I have bad days and I would read a comment that would just make me laugh or an email of someone encouraging me. “Hey you are doing a great job”. Those things are priceless, so I would like to do more of that. I would like to do more giveaways, collaborate more in Nigeria, and get my readers more involved in enhancing their lives.
Have you come to stay? If not, why?
I have not come to stay yet. And the reason is simple: In order for me to stay in Nigeria, I have to be able to make enough money to support the lifestyle that I’m used to. For example, I’m a full-time blogger, who makes money by working with brands. If I can do the same thing consistently in Nigeria, I’ll be moving back home right now.
Having blogged for a decade, do you any regrets, rewards?
My number one reward is that I’m blessed to stay home and raise my child and work at the same time – without having to run to an office every morning. I have also been able to do so many things because of my blog (like go to the White House, be paid to attend events, work with big brands, such as Toyota, Comcast, Kia, and many more). I only regret not treating my blog like a business sooner.
How do you joggle being a mother and a wife and still blog?
I don’t sleep at nights (laughs). It’s only when my daughter is asleep that I try to work, because sometimes by the time she falls asleep, I too am tired and fall asleep. My mum is here and helps me a lot because it’s just the two of us at home.
Time management is a real challenge for me because my whole 24 hours, I spend feeding the baby, washing her clothes, and I turn on the computer and I don’t have much times doing things. Since I came to Nigeria, I have had just three posts, which is very unusual.
The blogging industry is getting saturated; do you think it’s a challenge to your brand?
Not at all, because every blog has its target readers. So, the people, who read my blog, know what they are getting, they know what they are coming for. I don’t feel like the other blogs affect me or that mine affects them. Everyone is just on his or her own lane.
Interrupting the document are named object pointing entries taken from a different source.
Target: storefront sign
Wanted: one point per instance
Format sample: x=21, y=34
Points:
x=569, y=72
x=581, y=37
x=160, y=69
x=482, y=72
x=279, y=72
What lessons have you learnt from blogging?
The industry is young, even though I have been blogging for 10 years. It’s best to be yourself, it’s tempting to say someone is popular and you want to be like him or her. Stay true to yourself; don’t jump into things because people are doing it. Don’t try to change your content. Networking is important.
What advice do you have for start-up bloggers?
Just start and as you go along, you can decide to change. You may not know everything you need to know until you start. No matter how many researches you do or courses you take, you may never know everything you need to know about blogging before you blog.